Jesus was dressed to serve when He was stripped naked on the cross dying for our sins. He was dressed to serve us in His death, in His resurrection, and His ascension. Even now, He sits at the right hand of the Father interceding for us. In that, He dressed to serve us. Are we dressed to serve or dressed to kill? There is nothing wrong looking nice, but I am talking about the spiritual realm. Are our hearts a heart of service or are our hearts looking at taking care of ourselves?
Jesus said, “When the master comes,” for a long time, many people say that this passage is about the second coming of Christ. I believe in the second coming of Christ. Scripture talks about it in many places. This age must end when Christ returns from the throne of the Father and returns to the earth, and He is going to weed out from the Kingdom all stumbling blocks; and He is going to sit and reign and rule on this earth forever. There is an end to this age and Christ will come again to that which will know no end.

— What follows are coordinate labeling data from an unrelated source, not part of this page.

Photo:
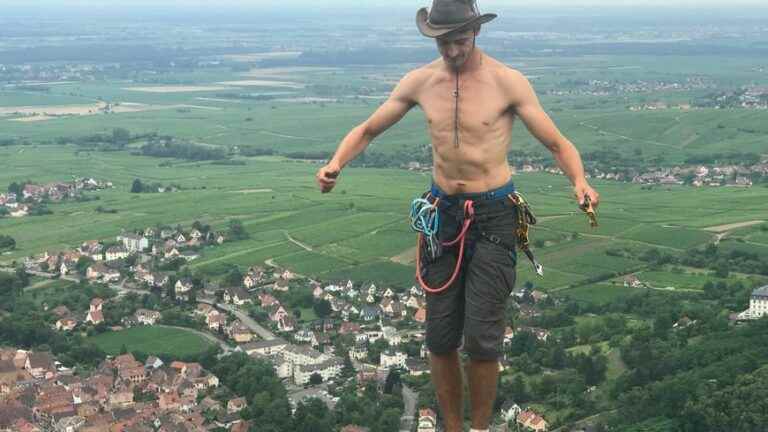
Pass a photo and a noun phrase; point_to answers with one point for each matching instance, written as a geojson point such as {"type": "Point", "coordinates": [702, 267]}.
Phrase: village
{"type": "Point", "coordinates": [368, 330]}
{"type": "Point", "coordinates": [27, 199]}
{"type": "Point", "coordinates": [693, 175]}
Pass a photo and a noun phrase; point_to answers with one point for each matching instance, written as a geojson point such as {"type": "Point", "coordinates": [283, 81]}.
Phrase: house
{"type": "Point", "coordinates": [349, 328]}
{"type": "Point", "coordinates": [96, 271]}
{"type": "Point", "coordinates": [369, 313]}
{"type": "Point", "coordinates": [391, 335]}
{"type": "Point", "coordinates": [67, 267]}
{"type": "Point", "coordinates": [94, 317]}
{"type": "Point", "coordinates": [203, 309]}
{"type": "Point", "coordinates": [134, 242]}
{"type": "Point", "coordinates": [116, 252]}
{"type": "Point", "coordinates": [510, 410]}
{"type": "Point", "coordinates": [96, 305]}
{"type": "Point", "coordinates": [236, 405]}
{"type": "Point", "coordinates": [391, 358]}
{"type": "Point", "coordinates": [153, 363]}
{"type": "Point", "coordinates": [237, 296]}
{"type": "Point", "coordinates": [358, 352]}
{"type": "Point", "coordinates": [93, 249]}
{"type": "Point", "coordinates": [215, 320]}
{"type": "Point", "coordinates": [327, 369]}
{"type": "Point", "coordinates": [147, 317]}
{"type": "Point", "coordinates": [40, 365]}
{"type": "Point", "coordinates": [758, 303]}
{"type": "Point", "coordinates": [427, 421]}
{"type": "Point", "coordinates": [416, 367]}
{"type": "Point", "coordinates": [183, 287]}
{"type": "Point", "coordinates": [278, 312]}
{"type": "Point", "coordinates": [530, 420]}
{"type": "Point", "coordinates": [307, 336]}
{"type": "Point", "coordinates": [250, 280]}
{"type": "Point", "coordinates": [286, 323]}
{"type": "Point", "coordinates": [66, 324]}
{"type": "Point", "coordinates": [414, 302]}
{"type": "Point", "coordinates": [240, 333]}
{"type": "Point", "coordinates": [632, 281]}
{"type": "Point", "coordinates": [267, 300]}
{"type": "Point", "coordinates": [189, 255]}
{"type": "Point", "coordinates": [541, 334]}
{"type": "Point", "coordinates": [61, 311]}
{"type": "Point", "coordinates": [265, 347]}
{"type": "Point", "coordinates": [421, 315]}
{"type": "Point", "coordinates": [281, 285]}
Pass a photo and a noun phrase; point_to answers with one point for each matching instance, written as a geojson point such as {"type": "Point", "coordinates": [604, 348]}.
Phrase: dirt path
{"type": "Point", "coordinates": [296, 242]}
{"type": "Point", "coordinates": [729, 227]}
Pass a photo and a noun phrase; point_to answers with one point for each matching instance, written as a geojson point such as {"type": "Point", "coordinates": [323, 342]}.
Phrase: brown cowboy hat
{"type": "Point", "coordinates": [448, 16]}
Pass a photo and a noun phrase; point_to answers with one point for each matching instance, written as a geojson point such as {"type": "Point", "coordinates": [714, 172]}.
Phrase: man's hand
{"type": "Point", "coordinates": [326, 177]}
{"type": "Point", "coordinates": [584, 189]}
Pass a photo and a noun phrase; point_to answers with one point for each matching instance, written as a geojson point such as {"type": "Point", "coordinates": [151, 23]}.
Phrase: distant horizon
{"type": "Point", "coordinates": [311, 5]}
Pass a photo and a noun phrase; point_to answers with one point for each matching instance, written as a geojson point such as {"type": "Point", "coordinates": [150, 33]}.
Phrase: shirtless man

“When the master comes” talks about how Jesus comes to us, not once at the end of the age. He comes to us daily in the form of those who have needs. He comes to us daily to those who need to be served, who need us to serve them. Jesus says, “Are you dressed? Are you ready? Is your lamp lit? Are you ready to be able to see with that lamp?” Are you ready to meet the need where God is touching you? Daily, the Lord brings to you people who need Him. Every day the Lord comes to you and He brings people who need you to serve them like a classmate or an officemate who need someone to bring comfort, to give hope. People need these things from the Lord and the Lord sends these people. He comes to us in the form of these people daily.
Are we dressed to serve or to ignore them? We miss a lot of opportunity to serve people every day because we are busy with many things. I am not saying that this is evil, but are we dressed and ready to serve? All around us are people who need the Lord, people who need the service heart that God gave us.
Worship our Lord who stripped Himself of and clothed Himself for service to serve us on Calvary and in our daily life. Are we dressed to serve or are we dressed to kill? When we spend for our needs, on things which God built us to do, do we also make sure that we give of our treasures into those purses that will help those treasures to endure forever? Or do we just tuck it away? Anything that we tuck away and don’t use at all is not safe from the thief, from the moth, and from rot. Are we ready to give our treasures so that they will endure forever to help the need? Are we willing to give up of ourselves to find and to recognize and to serve those people who need the Lord?
The challenge of the gospel: as heirs of Abraham, as people of the Kingdom, let us fulfill this calling of God in our lives.